Personal information
- Full name: Ian David Stevens
- Date of birth: 21 October 1966 (age 58)
- Place of birth: Valletta, Malta
- Height: 5 ft 11 in (1.80 m)
- Position(s): Striker

Youth career
- 1983–1984: Preston North End

Senior career*
- Years: Team / Apps / (Gls)
- 1984–1986: Preston North End / 11 / (2)
- 1986: Stockport County / 2 / (0)
- 1986–1987: Lancaster City / ? / (?)
- 1987–1991: Bolton Wanderers / 47 / (7)
- 1991–1994: Bury / 110 / (38)
- 1994–1997: Shrewsbury Town / 111 / (37)
- 1997–1999: Carlisle United / 79 / (27)
- 1999–2000: Wrexham / 16 / (4)
- 2000: → Cheltenham Town (loan) / 1 / (0)
- 2000–2002: Carlisle United / 67 / (18)
- 2002–2003: Shrewsbury Town / 19 / (2)
- 2003: Barrow / ? / (?)
- 2003–2005: Gretna / 28 / (10)
- 2005–2006: Fleetwood Town / ? / (?)
- 2007: Lancaster City / ? / (?)
- 2007–????: Bacup Borough / ? / (?)
- Total:  / 491 / (145)

= Ian Stevens (footballer) =

Maltese footballer

Ian David Stevens (born 21 October 1966) is a Maltese retired footballer. He was raised in Lancaster, England, and educated in the city at Ripley St. Thomas C of E High School.

==Playing career==

===Preston North End and Stockport County===
Stevens was spotted by Preston North End while playing non-league football, Preston North End signed him as a professional in November 1984. His time at Deepdale was difficult however with the club going through a transitional period and at the end of the 1985–86 season he was released after playing just 12 games. After spending a month at Stockport County, Stevens found himself without a club and playing non-league football again for Lancaster City.

===Bolton Wanderers===
It was while playing for Lancaster that struggling Bolton Wanderers came in for him in March 1987. He was predominantly a squad player at Burnden Park due to the presence of strikers John Thomas and Tony Philliskirk. In a little over four years, he made 47 appearances scoring 7 goals. After being released by Wanderers in July 1991, Stevens signed for Bury.

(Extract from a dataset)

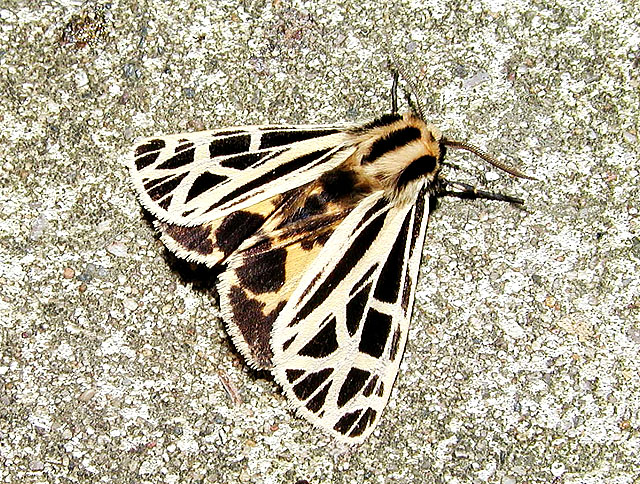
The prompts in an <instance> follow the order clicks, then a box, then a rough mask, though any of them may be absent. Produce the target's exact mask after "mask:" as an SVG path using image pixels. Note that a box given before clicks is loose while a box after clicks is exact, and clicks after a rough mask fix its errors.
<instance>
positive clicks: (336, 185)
mask: <svg viewBox="0 0 640 484" xmlns="http://www.w3.org/2000/svg"><path fill="white" fill-rule="evenodd" d="M318 182H319V183H320V186H321V187H322V190H323V192H324V193H325V194H326V195H325V197H326V199H327V200H339V199H342V198H351V197H354V196H356V195H361V194H362V192H363V191H364V188H365V186H364V185H362V186H361V185H360V184H359V179H358V175H357V174H356V172H354V171H353V170H347V169H345V168H342V167H337V168H334V169H333V170H329V171H328V172H326V173H324V174H323V175H322V176H321V177H320V178H319V179H318Z"/></svg>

===Bury and Shrewsbury Town===
At Bury, Stevens scored 40 goals in 126 games before signing with Shrewsbury Town in August 1994 for a fee of £20k. He scored 51 goals in 132 games before moving again to Carlisle United in May 1997.

===Carlisle United===
Although Stevens joined Carlisle on the back of the Cumbrians' promotion, the club were relegated immediately and only preserved their football league status the following season thanks to a goal from on loan goalkeeper Jimmy Glass.

===Wrexham===
Stevens took a free transfer to Wrexham in July 1999. In his only season at the Racecourse Ground, he scored four goals in 20 matches. He also played a game on loan at Cheltenham Town without scoring.

===Carlisle United===
Stevens' release from Wrexham in August 2000 paved the way for a return to Carlisle. However, in June 2002 he went for one last hurrah with Shrewsbury Town. In his one season at Gay Meadow he scored just two goals in 24 games before leaving in August 2003.

===Gretna, non-league & back to Lancaster===
Stevens first signed for Barrow but after a month he left and signed for Scottish Football League club Gretna. Despite getting sent off on his debut for Gretna, Stevens settled in well and in two seasons at Gretna he played 26+5 matches scoring 13 goals and was a member of the championship winning squad of 2004–05. From Gretna, Stevens moved again into non-league football with Fleetwood Town, winning promotion to the Northern Premier League in 2005–06. After a break he signed for his home town club Lancaster City for the start of 2007–08, but played just a handful more games for his home town club before leaving at the end of September 2007 and then signing for Bacup Borough. As a professional Stevens played 572 first team games and scored 175 goals.